Partij voor de Dieren wil vingers niet branden aan afvaloven Omrin

nieuws
Foto: E-Trucks Europe

De Partij voor de Dieren stelt grote vraagtekens bij het voorgenomen besluit van het gemeentebestuur om per 1 januari 2022 het afval te laten verwerken door het Friese overheidsbedrijf Omrin, en niet meer door Attero.

De partij vindt dat het college een te rooskleurig beeld schetst. Omrin en Attero zouden qua scheidingspercentage ongeveer gelijk presteren, maar Omrin zou een veel lager tarief hanteren, waardoor een miljoen euro per jaar bespaard kan worden. Volgens de PvdD wordt niet genoeg aannemelijk gemaakt dat deze tarieven in de toekomst ook gegarandeerd zullen zijn.
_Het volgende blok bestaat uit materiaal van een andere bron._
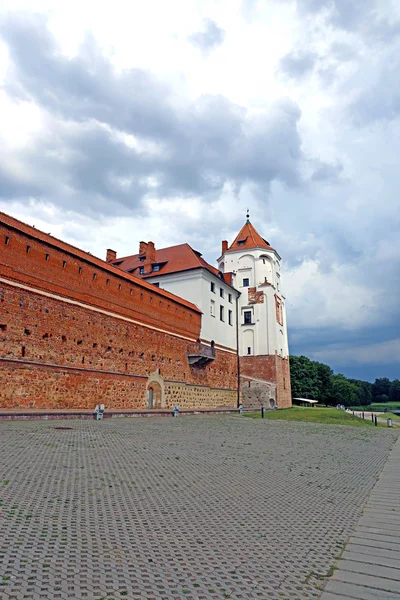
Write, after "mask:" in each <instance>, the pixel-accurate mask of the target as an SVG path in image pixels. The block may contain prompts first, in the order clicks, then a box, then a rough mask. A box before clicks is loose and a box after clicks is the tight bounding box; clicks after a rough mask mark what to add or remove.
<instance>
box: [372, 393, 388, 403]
mask: <svg viewBox="0 0 400 600" xmlns="http://www.w3.org/2000/svg"><path fill="white" fill-rule="evenodd" d="M374 402H380V403H381V404H387V403H388V402H389V396H387V395H386V394H380V395H379V396H375V398H374Z"/></svg>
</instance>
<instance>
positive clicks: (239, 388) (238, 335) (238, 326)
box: [236, 292, 241, 408]
mask: <svg viewBox="0 0 400 600" xmlns="http://www.w3.org/2000/svg"><path fill="white" fill-rule="evenodd" d="M240 293H241V292H239V294H238V295H237V296H236V352H237V367H238V382H237V385H238V389H237V405H238V408H239V404H240V356H239V296H240Z"/></svg>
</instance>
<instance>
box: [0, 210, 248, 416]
mask: <svg viewBox="0 0 400 600" xmlns="http://www.w3.org/2000/svg"><path fill="white" fill-rule="evenodd" d="M48 238H49V236H46V235H44V234H41V233H40V232H36V230H35V229H33V228H29V227H27V226H25V225H23V224H20V223H19V222H18V221H16V220H14V219H11V218H10V217H7V216H6V215H2V214H0V342H1V350H0V407H1V408H16V407H22V408H25V407H26V408H27V407H30V408H49V409H50V408H53V409H56V408H69V409H71V408H72V409H78V408H92V407H93V406H94V405H95V404H96V403H101V402H102V403H104V404H106V405H107V407H108V408H121V409H125V408H126V409H142V408H147V401H148V389H147V386H148V381H149V375H150V374H151V373H153V372H154V371H156V370H159V373H160V376H161V377H162V378H163V379H164V380H165V382H166V384H165V398H164V399H163V404H164V406H166V407H168V406H170V405H172V404H175V403H178V404H180V405H181V406H182V408H183V407H184V408H196V407H197V406H199V407H203V408H205V407H207V408H213V407H225V408H231V407H232V408H233V407H235V406H236V396H237V357H236V355H235V354H232V353H229V352H225V351H223V350H220V349H217V350H216V355H215V360H214V361H212V362H210V363H208V364H207V365H206V366H204V367H201V368H196V367H195V366H194V367H190V366H189V364H188V360H187V348H188V345H189V344H191V343H193V342H194V341H195V340H196V339H197V338H198V337H199V335H200V322H201V313H200V312H199V311H198V309H197V308H196V307H194V306H193V305H191V304H190V303H188V302H186V301H184V300H180V299H179V298H177V297H175V296H173V295H172V294H169V293H168V292H164V291H163V290H158V289H157V288H155V287H154V286H151V285H150V284H147V283H146V282H142V281H140V280H138V279H136V278H134V277H132V276H130V275H129V274H126V273H123V272H119V271H118V269H116V268H115V267H112V266H110V265H107V263H105V262H104V261H101V260H99V259H96V258H94V257H92V256H91V255H89V254H86V253H84V252H82V251H80V250H78V249H75V248H73V247H72V246H69V245H67V244H63V243H62V242H59V241H58V240H54V239H53V238H50V239H48Z"/></svg>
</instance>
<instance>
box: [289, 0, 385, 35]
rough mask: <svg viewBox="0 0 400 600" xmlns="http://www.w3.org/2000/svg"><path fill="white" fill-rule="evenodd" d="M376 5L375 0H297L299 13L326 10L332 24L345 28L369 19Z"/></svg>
mask: <svg viewBox="0 0 400 600" xmlns="http://www.w3.org/2000/svg"><path fill="white" fill-rule="evenodd" d="M376 5H377V2H376V0H297V7H298V10H299V11H300V13H303V14H304V13H307V14H308V13H311V14H313V13H314V14H315V13H318V12H321V11H326V12H327V13H328V15H329V19H330V21H331V22H332V23H333V24H334V25H336V26H337V27H341V28H342V29H347V30H354V29H356V28H357V27H358V26H360V24H362V23H364V22H366V21H367V20H368V19H371V18H372V17H373V13H374V9H375V7H376Z"/></svg>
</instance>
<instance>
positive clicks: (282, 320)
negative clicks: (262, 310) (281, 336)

“Vanaf 2023 zijn afvalinstallaties gebonden aan nieuwe Europese regelgeving met betrekking tot de uitstoot van emissies. Dat kan hier verplicht tot zeer grote investeringen leiden. Daarnaast wil Groningen in 2030 afvalvrij zijn, terwijl de huidige tarieven zijn gebaseerd op een afname van 150 kilo restafval per inwoner. Omrin levert ook stroom aan andere bedrijven en is dus afhankelijk van grote hoeveelheden afval. Dat is niet echt een prikkel voor afvalvermindering dus, want dan stijgen de tarieven wellicht”, aldus raadslid Kirsten de Wrede.

Onrin ligt in Harlingen, vlak naast het kwetsbare Waddengebied. De vuilverbrander heeft de afgelopen jaren meermaals een dwangsom moeten betalen wegens een te hoge uitstoot van koolmonoxide en koolwaterstoffen. Ook zijn er rechtszaken aangespannen over respectievelijk een te hoge uitstoot van zoutzuur en dioxone. De PvdD ziet liever dat een openbare aanbestedingsprocedure wordt opgestart.